You can find them advertising job openings, but they cannot tell you much about the job because you could apply directly to the company and they would not get their referral fee. That means you can’t see who the company is, where they are located, what they work on, what you would be working on, etc.
You can give them your resume and try to get an interview, but you have no idea what you are interviewing for.
The process behind this LLM interview sounds even worse. You give some recruitment firm a bunch information about you and they spam you with vague descriptions of job openings they are trying to get a commission to fill. I have enough recruiters spamming me out of nowhere on social media sites already.
The hiring process has become dystopian. It was dystopian before LLMs, and even before the pajeet problem got really bad.

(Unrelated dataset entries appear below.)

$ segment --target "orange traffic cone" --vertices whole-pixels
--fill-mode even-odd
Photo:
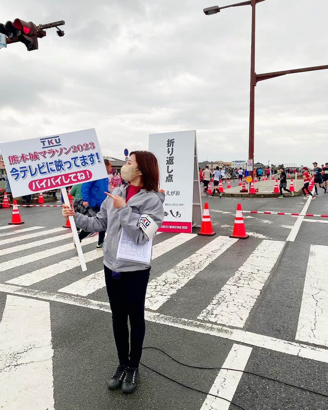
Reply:
[[[212,187],[211,186],[211,181],[208,183],[208,188],[207,188],[207,194],[209,195],[212,194]]]
[[[249,187],[249,194],[255,194],[255,188],[254,187],[254,182],[252,181],[251,182],[251,185]]]
[[[9,203],[8,201],[8,197],[7,196],[7,193],[5,192],[5,195],[3,196],[3,203],[2,203],[2,208],[9,208]]]
[[[279,194],[280,193],[280,191],[279,191],[279,187],[278,185],[278,180],[276,180],[276,183],[274,185],[274,189],[273,189],[273,191],[272,194]]]
[[[212,228],[212,223],[211,222],[211,217],[210,216],[210,210],[208,209],[208,203],[205,202],[204,205],[204,212],[203,213],[202,219],[202,225],[200,226],[200,230],[198,235],[203,235],[205,236],[213,236],[215,235],[213,232]]]
[[[229,237],[238,238],[239,239],[247,239],[249,237],[249,235],[246,234],[246,231],[245,229],[245,224],[244,222],[241,205],[241,204],[237,204],[237,209],[236,210],[236,216],[235,218],[232,234],[229,235]]]
[[[68,191],[67,192],[67,196],[68,197],[68,200],[71,201],[73,199],[74,199],[74,198],[73,198],[73,197],[71,195],[71,188],[68,188]]]
[[[22,222],[20,215],[18,210],[17,203],[15,199],[14,200],[13,206],[13,213],[11,214],[11,222],[8,222],[9,225],[21,225],[24,222]]]
[[[246,189],[246,187],[245,186],[245,180],[243,180],[243,186],[241,187],[241,189],[240,190],[241,192],[248,192],[248,190]]]
[[[40,192],[39,194],[39,198],[38,198],[38,204],[44,204],[44,201],[43,200],[43,196],[42,192]]]

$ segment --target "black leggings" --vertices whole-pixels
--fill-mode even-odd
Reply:
[[[309,195],[311,195],[311,196],[313,196],[311,192],[309,191],[309,183],[308,182],[305,182],[305,184],[304,184],[303,187],[302,188],[302,191],[303,194],[304,194],[305,196],[306,196],[305,191],[306,191],[306,192]]]
[[[150,268],[121,272],[120,278],[116,278],[112,277],[110,269],[105,265],[104,268],[120,364],[138,367],[145,337],[145,299]],[[130,322],[130,347],[128,317]]]

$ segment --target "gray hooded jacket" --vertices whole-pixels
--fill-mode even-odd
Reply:
[[[127,186],[114,188],[112,195],[118,195],[125,200]],[[109,269],[115,272],[143,270],[149,265],[116,259],[121,230],[123,228],[137,245],[147,242],[148,237],[139,227],[138,220],[132,213],[148,214],[159,228],[164,219],[163,203],[165,197],[162,192],[142,189],[131,197],[126,205],[117,209],[113,206],[113,200],[107,196],[95,216],[88,218],[75,212],[74,221],[77,228],[86,232],[107,231],[104,241],[104,264]]]

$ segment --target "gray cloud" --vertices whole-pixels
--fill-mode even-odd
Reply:
[[[228,4],[228,3],[227,3]],[[328,64],[318,0],[257,6],[258,73]],[[146,148],[153,132],[196,129],[200,160],[246,159],[251,7],[206,16],[206,1],[23,0],[2,21],[63,19],[39,50],[0,51],[0,142],[95,127],[105,154]],[[223,5],[223,4],[220,5]],[[328,160],[327,71],[259,83],[255,161]],[[313,156],[314,156],[314,157]]]

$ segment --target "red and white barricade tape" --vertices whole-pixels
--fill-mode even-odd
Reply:
[[[0,205],[2,205],[4,203],[3,202],[0,202]],[[12,204],[8,204],[10,206],[12,206]],[[62,207],[62,205],[17,205],[17,206],[25,206],[27,208],[32,208],[33,207],[36,206],[46,206],[48,207]]]
[[[296,214],[288,212],[275,212],[273,211],[244,211],[244,214],[265,214],[266,215],[291,215],[293,216],[319,216],[319,218],[328,218],[328,215],[319,215],[316,214]]]

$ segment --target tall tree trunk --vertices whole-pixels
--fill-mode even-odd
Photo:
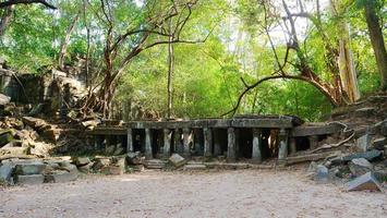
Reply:
[[[73,33],[75,24],[76,24],[78,19],[80,19],[80,13],[77,13],[75,15],[74,20],[71,22],[71,24],[70,24],[70,26],[69,26],[69,28],[68,28],[68,31],[65,33],[64,39],[62,41],[62,46],[60,48],[58,65],[59,65],[59,69],[61,71],[64,71],[64,59],[65,59],[65,55],[68,53],[68,46],[69,46],[69,43],[70,43],[70,36]]]
[[[375,0],[368,0],[364,8],[364,15],[370,32],[371,44],[374,48],[376,64],[380,73],[380,89],[387,90],[387,52],[375,4]]]
[[[340,19],[342,13],[342,3],[339,0],[331,0],[332,13],[337,19]],[[350,37],[348,24],[346,21],[338,22],[337,32],[339,34],[339,57],[338,70],[340,72],[340,82],[342,92],[347,95],[350,102],[354,102],[360,98],[356,72],[353,64],[352,52],[350,49]]]
[[[172,34],[172,20],[169,20],[169,33]],[[172,96],[173,96],[173,87],[172,87],[172,76],[174,70],[174,53],[173,53],[173,36],[169,36],[168,38],[168,109],[167,109],[167,118],[170,119],[172,114]]]
[[[13,8],[14,8],[14,5],[10,5],[3,12],[3,15],[0,21],[0,37],[2,37],[5,34],[5,29],[7,29],[8,25],[10,24],[10,21],[13,15]]]

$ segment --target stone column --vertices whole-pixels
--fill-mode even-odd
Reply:
[[[220,145],[220,130],[214,129],[214,156],[221,155],[221,145]]]
[[[152,135],[150,135],[150,130],[145,129],[145,157],[147,159],[153,158],[152,154]]]
[[[290,154],[297,153],[295,137],[290,138]]]
[[[229,128],[227,130],[227,159],[228,161],[237,160],[237,149],[235,149],[235,130],[233,128]]]
[[[164,129],[164,156],[169,157],[171,154],[172,131]]]
[[[183,156],[184,157],[191,156],[191,148],[190,148],[190,143],[192,141],[191,137],[192,137],[191,129],[184,128],[183,129]]]
[[[252,160],[255,162],[262,162],[262,130],[253,129],[253,154]]]
[[[126,153],[133,153],[134,148],[133,148],[133,131],[132,129],[128,129],[128,133],[126,133]]]
[[[278,162],[285,165],[286,158],[288,157],[288,132],[285,129],[279,131],[279,150],[278,150]]]
[[[315,149],[318,146],[318,136],[317,135],[311,135],[309,136],[310,140],[310,145],[311,145],[311,149]]]
[[[213,156],[213,131],[209,128],[203,129],[204,134],[204,157]]]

It’s even worse now.
A finance / investment guy I follow (Ed Dowd) saw one of these hiring nightmare stories and said young people need to learn how to network. You avoid most of this nonsense when you network your way to an interview. It’s sad that developers—who don’t do people networking at all as a part of their job—have to learn this esoteric skill, but getting hired is a separate skill set either way. At least with networking you’re dealing with less stupidity.
Networking is usually the most effective thing, even if it's difficult to do effectively.